Getting a charge from powering up Singapore

The cities, infrastructure and industrial solutions industry, nurtured by the Economic Development Board, help make Singapore and other cities a smarter and greener place to live, work and play in. In the second of a seven-part series, Arti Mulchand profiles some of the people working in it.

In 2004, when Ms Annie Tan was heavily pregnant with her first child, she was also busy giving life to a baby of a different sort.

In her personal protective gear, the chemical engineer and only woman in a six-member team leading the five-year development of Keppel Merlimau Cogen on Jurong Island would slowly negotiate its grounds, which now span 60,000 sq m, ensuring that everything was on track.

The 500MW plant was the first power plant commissioned in Singapore's newly liberalised electricity market, and Keppel was the first company to bring natural gas from Malaysia directly into Singapore's main gas network.

"It took close to seven years before we saw the first fruits of our labour," recalls Ms Tan, the proud "parent".

Just two months after her daughter arrived, Ms Tan was back at work and ready to see the plant through to the beginning of its commercial operations in April 2007.
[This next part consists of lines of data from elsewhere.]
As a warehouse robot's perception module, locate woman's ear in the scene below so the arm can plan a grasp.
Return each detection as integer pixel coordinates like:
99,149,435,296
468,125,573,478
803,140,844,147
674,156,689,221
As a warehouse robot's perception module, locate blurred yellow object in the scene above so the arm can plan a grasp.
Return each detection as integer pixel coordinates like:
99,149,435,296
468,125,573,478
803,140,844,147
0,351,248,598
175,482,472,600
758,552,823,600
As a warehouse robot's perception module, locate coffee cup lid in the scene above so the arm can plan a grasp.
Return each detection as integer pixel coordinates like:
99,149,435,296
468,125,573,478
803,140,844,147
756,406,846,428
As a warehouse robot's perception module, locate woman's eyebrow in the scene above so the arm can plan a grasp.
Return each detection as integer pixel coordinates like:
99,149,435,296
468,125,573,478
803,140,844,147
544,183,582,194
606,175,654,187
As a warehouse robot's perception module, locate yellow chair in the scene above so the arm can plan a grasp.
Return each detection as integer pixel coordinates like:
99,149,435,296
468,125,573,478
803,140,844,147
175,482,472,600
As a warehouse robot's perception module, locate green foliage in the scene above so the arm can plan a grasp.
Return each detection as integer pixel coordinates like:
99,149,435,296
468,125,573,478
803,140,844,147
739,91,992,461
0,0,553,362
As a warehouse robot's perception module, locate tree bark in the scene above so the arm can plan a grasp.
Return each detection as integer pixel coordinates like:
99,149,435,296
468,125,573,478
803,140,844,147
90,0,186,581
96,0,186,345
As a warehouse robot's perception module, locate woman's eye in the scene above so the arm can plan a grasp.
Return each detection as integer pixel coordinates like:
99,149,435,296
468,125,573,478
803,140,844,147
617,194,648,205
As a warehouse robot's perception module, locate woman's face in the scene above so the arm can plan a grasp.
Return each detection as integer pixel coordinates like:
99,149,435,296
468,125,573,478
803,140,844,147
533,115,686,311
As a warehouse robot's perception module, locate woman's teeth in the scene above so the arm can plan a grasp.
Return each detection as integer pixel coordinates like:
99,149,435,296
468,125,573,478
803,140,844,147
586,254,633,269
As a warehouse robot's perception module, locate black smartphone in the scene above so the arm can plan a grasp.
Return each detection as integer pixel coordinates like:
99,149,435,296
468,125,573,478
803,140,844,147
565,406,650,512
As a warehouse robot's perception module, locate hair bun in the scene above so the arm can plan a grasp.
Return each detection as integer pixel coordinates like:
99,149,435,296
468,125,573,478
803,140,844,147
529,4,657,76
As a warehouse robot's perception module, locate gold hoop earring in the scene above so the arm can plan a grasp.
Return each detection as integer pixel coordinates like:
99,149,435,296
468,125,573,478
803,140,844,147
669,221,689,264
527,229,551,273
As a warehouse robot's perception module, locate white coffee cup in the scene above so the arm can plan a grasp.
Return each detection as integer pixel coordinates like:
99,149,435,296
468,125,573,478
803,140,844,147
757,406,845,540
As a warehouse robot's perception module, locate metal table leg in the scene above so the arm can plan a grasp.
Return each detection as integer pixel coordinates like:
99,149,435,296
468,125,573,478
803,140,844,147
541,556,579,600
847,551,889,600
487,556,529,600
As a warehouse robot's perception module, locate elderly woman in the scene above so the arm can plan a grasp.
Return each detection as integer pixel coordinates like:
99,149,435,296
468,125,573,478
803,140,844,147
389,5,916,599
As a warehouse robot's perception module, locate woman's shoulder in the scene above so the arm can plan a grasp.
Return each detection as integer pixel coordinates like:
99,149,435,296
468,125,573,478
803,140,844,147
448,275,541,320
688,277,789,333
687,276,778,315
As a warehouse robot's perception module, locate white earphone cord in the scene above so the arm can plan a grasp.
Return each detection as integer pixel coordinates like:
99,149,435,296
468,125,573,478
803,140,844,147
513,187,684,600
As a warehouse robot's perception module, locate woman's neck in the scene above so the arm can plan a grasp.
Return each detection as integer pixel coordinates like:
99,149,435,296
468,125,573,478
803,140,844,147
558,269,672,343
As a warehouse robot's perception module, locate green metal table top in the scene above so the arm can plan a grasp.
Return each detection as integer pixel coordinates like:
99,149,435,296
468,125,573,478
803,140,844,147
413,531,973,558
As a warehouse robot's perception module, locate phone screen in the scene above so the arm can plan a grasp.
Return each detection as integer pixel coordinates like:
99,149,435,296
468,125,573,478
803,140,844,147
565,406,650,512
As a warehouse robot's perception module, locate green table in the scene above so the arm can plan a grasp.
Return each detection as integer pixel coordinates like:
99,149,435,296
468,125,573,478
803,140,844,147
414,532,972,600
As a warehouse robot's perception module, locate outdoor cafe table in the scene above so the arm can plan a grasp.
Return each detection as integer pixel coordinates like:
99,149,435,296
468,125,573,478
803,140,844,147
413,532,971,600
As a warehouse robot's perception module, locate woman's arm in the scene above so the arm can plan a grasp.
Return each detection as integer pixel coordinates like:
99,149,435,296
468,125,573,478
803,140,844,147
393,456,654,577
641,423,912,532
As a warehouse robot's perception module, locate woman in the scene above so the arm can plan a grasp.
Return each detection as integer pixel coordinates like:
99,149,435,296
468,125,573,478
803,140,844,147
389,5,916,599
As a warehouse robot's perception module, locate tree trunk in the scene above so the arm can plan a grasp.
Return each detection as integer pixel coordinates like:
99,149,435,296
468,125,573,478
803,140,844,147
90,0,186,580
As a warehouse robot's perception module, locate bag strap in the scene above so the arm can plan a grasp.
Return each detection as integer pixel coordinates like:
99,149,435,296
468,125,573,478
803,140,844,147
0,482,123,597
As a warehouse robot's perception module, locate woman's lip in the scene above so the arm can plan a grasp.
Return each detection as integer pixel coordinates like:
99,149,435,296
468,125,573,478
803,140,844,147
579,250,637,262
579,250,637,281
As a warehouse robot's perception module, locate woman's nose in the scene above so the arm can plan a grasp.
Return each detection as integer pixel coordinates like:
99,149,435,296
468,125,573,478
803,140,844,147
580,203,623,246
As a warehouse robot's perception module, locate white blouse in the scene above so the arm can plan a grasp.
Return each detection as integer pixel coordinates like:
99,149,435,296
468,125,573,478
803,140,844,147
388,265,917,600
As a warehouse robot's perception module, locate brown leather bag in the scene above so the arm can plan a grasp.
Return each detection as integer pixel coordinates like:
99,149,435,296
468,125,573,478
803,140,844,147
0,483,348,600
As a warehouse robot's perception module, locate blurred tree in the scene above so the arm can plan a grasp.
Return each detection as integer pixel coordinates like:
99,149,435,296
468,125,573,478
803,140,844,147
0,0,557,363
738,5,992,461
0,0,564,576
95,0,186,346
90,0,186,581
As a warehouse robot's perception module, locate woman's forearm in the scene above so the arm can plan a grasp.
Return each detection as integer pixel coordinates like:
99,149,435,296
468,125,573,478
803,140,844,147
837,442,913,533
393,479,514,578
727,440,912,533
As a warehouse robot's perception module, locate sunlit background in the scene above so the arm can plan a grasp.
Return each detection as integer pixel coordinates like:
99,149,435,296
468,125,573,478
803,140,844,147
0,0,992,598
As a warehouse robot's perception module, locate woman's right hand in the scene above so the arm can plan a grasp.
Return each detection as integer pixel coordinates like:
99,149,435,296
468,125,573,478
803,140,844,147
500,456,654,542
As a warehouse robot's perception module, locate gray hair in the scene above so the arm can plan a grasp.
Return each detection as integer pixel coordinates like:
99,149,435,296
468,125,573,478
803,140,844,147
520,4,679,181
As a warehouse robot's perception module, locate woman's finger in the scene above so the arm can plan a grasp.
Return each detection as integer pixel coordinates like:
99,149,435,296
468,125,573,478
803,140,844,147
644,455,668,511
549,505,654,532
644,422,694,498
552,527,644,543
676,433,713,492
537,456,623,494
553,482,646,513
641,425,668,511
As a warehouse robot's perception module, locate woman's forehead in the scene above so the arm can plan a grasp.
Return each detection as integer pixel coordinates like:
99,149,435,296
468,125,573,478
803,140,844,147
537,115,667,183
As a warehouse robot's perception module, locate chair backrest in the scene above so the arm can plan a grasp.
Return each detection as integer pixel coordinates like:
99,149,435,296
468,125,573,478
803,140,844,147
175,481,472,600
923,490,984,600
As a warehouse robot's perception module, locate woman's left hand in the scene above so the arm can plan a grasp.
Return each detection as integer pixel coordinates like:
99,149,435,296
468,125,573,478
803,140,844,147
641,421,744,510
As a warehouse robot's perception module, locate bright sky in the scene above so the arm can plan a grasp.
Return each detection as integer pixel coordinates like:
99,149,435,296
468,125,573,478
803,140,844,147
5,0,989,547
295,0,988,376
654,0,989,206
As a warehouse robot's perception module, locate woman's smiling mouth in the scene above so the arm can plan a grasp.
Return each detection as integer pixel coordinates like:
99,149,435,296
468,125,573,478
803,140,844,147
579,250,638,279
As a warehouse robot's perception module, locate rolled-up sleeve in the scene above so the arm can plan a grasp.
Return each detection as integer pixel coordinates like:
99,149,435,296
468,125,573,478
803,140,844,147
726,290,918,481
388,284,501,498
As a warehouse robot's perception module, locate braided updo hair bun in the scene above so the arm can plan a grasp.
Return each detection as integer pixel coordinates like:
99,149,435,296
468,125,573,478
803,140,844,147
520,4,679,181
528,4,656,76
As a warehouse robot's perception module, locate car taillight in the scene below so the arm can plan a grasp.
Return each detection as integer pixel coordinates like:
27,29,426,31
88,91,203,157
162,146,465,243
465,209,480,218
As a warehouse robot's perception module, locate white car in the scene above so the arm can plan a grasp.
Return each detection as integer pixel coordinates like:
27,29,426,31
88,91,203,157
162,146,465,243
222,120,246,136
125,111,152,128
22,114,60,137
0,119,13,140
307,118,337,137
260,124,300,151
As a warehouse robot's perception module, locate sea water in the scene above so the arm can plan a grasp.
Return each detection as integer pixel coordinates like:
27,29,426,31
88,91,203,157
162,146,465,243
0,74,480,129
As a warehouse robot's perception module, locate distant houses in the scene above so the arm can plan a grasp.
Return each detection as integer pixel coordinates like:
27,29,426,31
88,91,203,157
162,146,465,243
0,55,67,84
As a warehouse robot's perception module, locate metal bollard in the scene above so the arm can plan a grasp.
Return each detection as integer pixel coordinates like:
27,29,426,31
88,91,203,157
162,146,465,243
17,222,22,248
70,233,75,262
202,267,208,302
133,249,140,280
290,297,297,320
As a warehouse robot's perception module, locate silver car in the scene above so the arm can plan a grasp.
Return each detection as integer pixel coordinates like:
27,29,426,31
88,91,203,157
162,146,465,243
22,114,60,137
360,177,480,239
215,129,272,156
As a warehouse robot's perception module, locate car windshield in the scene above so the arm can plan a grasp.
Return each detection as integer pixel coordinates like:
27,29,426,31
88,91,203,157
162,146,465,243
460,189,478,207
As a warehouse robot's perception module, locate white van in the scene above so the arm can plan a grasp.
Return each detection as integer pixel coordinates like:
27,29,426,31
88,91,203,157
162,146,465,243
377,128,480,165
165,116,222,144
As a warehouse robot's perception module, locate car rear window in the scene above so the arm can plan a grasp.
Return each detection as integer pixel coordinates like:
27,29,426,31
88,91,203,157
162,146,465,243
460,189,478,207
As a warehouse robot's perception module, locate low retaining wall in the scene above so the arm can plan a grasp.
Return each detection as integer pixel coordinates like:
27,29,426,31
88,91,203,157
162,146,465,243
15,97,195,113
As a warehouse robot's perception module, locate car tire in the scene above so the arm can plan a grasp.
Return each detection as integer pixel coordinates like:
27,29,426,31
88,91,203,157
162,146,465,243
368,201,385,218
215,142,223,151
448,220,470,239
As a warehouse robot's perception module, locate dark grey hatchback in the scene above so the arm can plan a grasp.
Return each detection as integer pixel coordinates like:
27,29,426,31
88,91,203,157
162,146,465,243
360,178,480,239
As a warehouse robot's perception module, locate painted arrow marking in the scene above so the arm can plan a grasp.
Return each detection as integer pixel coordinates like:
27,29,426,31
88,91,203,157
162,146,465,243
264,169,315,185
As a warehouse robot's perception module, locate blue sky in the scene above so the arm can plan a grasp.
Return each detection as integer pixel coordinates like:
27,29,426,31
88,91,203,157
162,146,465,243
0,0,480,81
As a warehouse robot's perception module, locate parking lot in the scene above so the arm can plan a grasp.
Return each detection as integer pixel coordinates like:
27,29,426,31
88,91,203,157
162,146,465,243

Ms Tan was one of Keppel Infrastructure's first few employees. When she joined in 1999, it was known as Keppel FELS Energy, and then as Keppel Energy.

Despite early dreams of becoming a teacher like her mother and grandmother, Ms Tan says it is not surprising that she ended up in the power sector.

Now a Singapore permanent resident, she was born in Miri, the second-largest city in the Malaysian state of Sarawak.

The oil-rich state in Borneo also has the distinction of giving birth to Malaysia's petroleum industry.

"I had always enjoyed maths, chemistry and physics, and having spent all my growing years in Miri meant that I was constantly exposed to the oil and gas industry. "It naturally steered me towards chemical engineering," Ms Tan says.

She did her undergraduate studies at the University of Manchester Institute of Science and Technology under the British High Commissioner's Chevening Scholarship. She then received an EDB corporate scholarship, with Keppel FELS as her sponsor, to do her master's degree in science at the same university.

Seven years later, Ms Tan, 38, is now a senior manager of Keppel Infrastructure's business development unit, doing everything from evaluating new projects and mergers and acquisitions to thinking up enhancements to platforms.

"There is no typical day. You need to be nimble and flexible. With advancements in technology and the evolution of local and global regulatory frameworks, businesses have to be more efficient, innovative and bold," she says.

It is a far cry from a career that her very first boss had warned would have both highs and lows, busy periods peppered with slow, boring ones. "I have yet to experience any of those lulls," she says with a laugh.

Even as Ms Tan has helped to grow Keppel Infrastructure, her own family has also grown. Her daughter is now 10, and she and her entrepreneur husband also have two sons, aged five and three.

While the children have not yet seen a power plant up close,they are invariably thrilled when Mum comes home straight from her "on site" duties in safety boots, helmet and all. She says: "They know that Keppel is among the companies that power up Singapore."